20.04.2023
Les États de l'UE prévoient de quadrupler la production de puces. Dans les semaines à venir, le Parlement européen adoptera le soi-disant Règlement sur les semi-conducteurs (European Chips Act). Il est en discussion depuis 2021, et, désormais, les parlementaires et le Conseil européen ont levé tous les désaccords sur ce document. Si le plan envisagé par le projet de loi est mis en œuvre - et il n'y a aucune raison d'en douter - l'UE deviendra dans huit ans l'un des leaders mondiaux de la production de semi-conducteurs. Au minimum, l'UE réduira considérablement sa dépendance aux puces provenant des États-Unis, de Taïwan et de Corée du Sud. Cela affectera à la fois l'économie et la politique internationale.
Le projet de loi lui-même a été annoncé par la présidente de la Commission européenne, Ursula von der Leyen, en septembre 2021. En 2020-2022, un certain nombre de facteurs, dont l'épidémie de coronavirus, qui a provoqué une demande accrue de matériel médical, ont entraîné une pénurie de semi-conducteurs dans le monde, mais surtout en Europe. Le problème de la dépendance de l'UE vis-à-vis des importations de puces est apparu, ainsi, au grand jour. En fait, l'une des raisons de la confrontation actuelle entre les États-Unis et la Chine autour de Taïwan est que l'île représente environ 60% de la production mondiale de semi-conducteurs.
Le plan prévu par l'European Chips Act ne permet bien sûr pas de rattraper Taïwan. Mais, il envisageait une augmentation de la part de l'UE sur le marché des semi-conducteurs d'ici 2030, passant de 10% à 20% actuellement. La production devra être quadruplée. Selon le projet de loi, cela devrait se faire par le biais d'investissements à grande échelle, tant privés que publics, via les budgets nationaux et le budget de l'UE. Juste à cause du montant des fonds alloués, les discussions les plus féroces sur ce sujet se déroulaient.

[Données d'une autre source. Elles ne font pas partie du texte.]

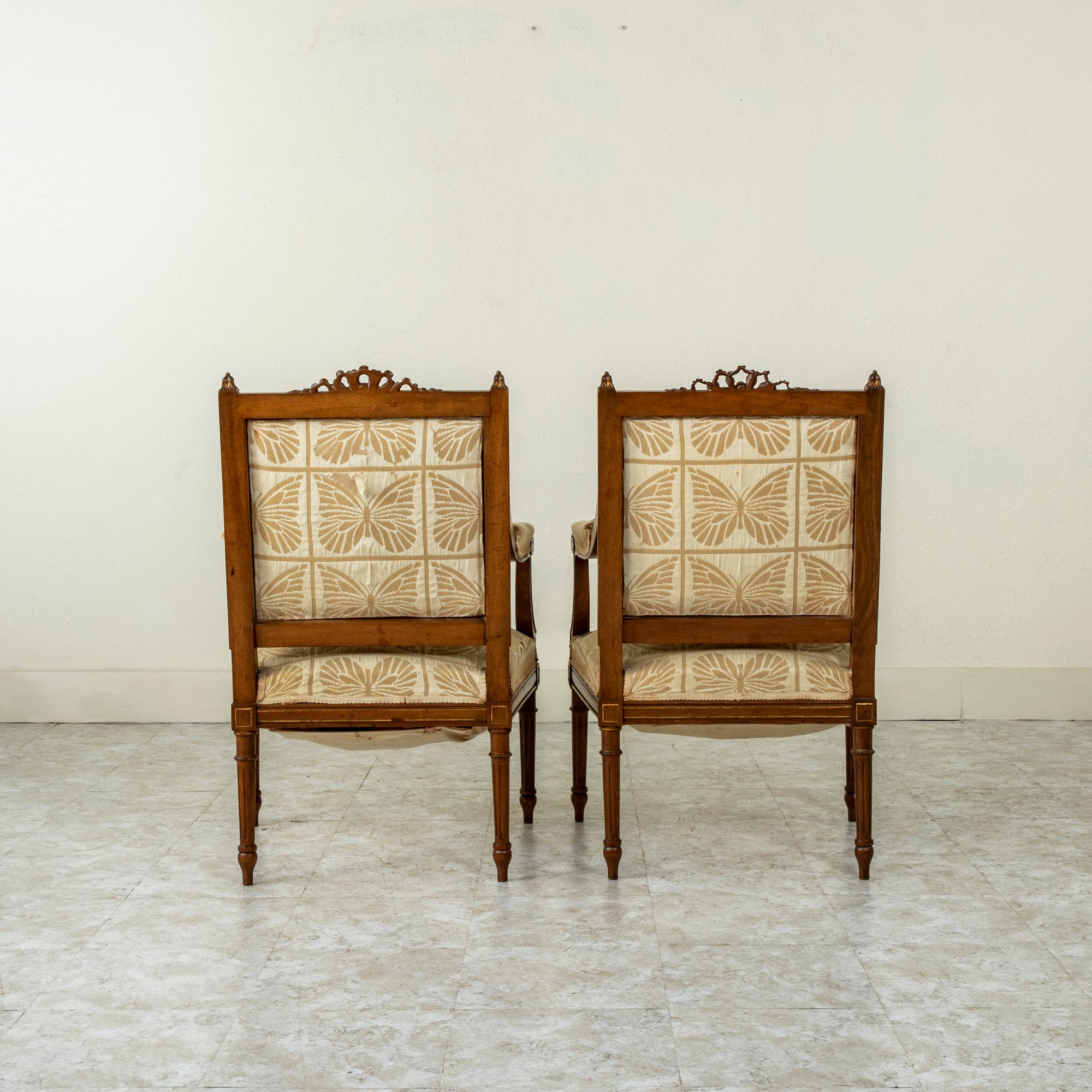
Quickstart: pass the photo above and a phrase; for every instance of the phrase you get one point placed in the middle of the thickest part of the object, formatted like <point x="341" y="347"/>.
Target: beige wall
<point x="282" y="189"/>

Le Parlement européen s'est efforcé de veiller à ce qu'une plus grande partie du budget de l'UE soit consacrée à la mise en œuvre du projet de loi. Le Conseil européen, au contraire, a insisté pour réduire les dépenses du budget de l'UE. Le Parlement européen a gagné. Un accord entre le Parlement européen et le Conseil européen a été trouvé mardi. Maintenant, c'est aux eurodéputés. «Nous avons besoin de puces pour alimenter les transitions numériques et vertes ou les systèmes de santé», a écrit Margrethe Vestager, vice-présidente de la Commission européenne pour le numérique, sur Twitter.
Il n'y aura probablement pas de retard. Les progrès réalisés pour parvenir à un accord sur le projet de loi, proposé il y a deux ans, sont principalement dus à la révolution intellectuelle provoquée par l'invention et l'utilisation de l'intelligence artificielle. D’ailleurs, Margrethe Vestager a tweeté: «Il ne sert à rien d'arrêter les développements de l’intelligence artificielle (IA) comme ChatGPT. L'IA est déjà là, partout. Nous devons plutôt mettre en place les bons garde-fous pour tous les cas d'utilisation à haut risque de l'IA, y compris ChatGPT».
Pour les observateurs, cette révolution, qui ouvre de folles opportunités de rupture dans de nombreux domaines, s'effectue uniquement grâce à des équipements informatiques performants. Et, c'est impossible sans semi-conducteurs. Tout le monde a vu où investir de l'argent.
Conformément au plan prévu par le projet de loi, des investissements privés et publics (à la fois par le biais de l'UE et des budgets nationaux) de 43 milliards d'euros devraient être attirés vers la production de puces. Les intentions de l'UE sont assez similaires à celles des États-Unis qui ont adopté une loi visant à lever 52 milliards de dollars pour le développement de la production de semi-conducteurs. Certes, ce montant comprend les fonds publics, à l'exclusion des investissements privés. Les fonds destinés au développement de l'industrie des semi-conducteurs dans les pays de l'UE seront, également, investis en dehors du cadre de la loi européenne sur les puces.
Mais, pour les observateurs, il y a un autre problème. La question, en effet, est de savoir où se procurer les matières premières pour la production de ces mêmes puces? Et ici, nous nous heurtons déjà à la question d'une nouvelle redistribution économique du tiers monde. La base de ressources pour la production de puces et de batteries est largement contrôlée par la Chine. Il est peu probable que ce pays fasse des concessions dans ses zones d'influence.
C'est, donc, le problème des matières premières qui risque de s'avérer le plus difficile pour l'industrie européenne. Et les fabricants d'armes d'Allemagne, de France et d'Italie ont, maintenant, de grosses commandes. Pour eux, la transition vers des puces de leur propre production peut être vitale. Cela augmentera les enjeux de la lutte pour le contrôle des ressources.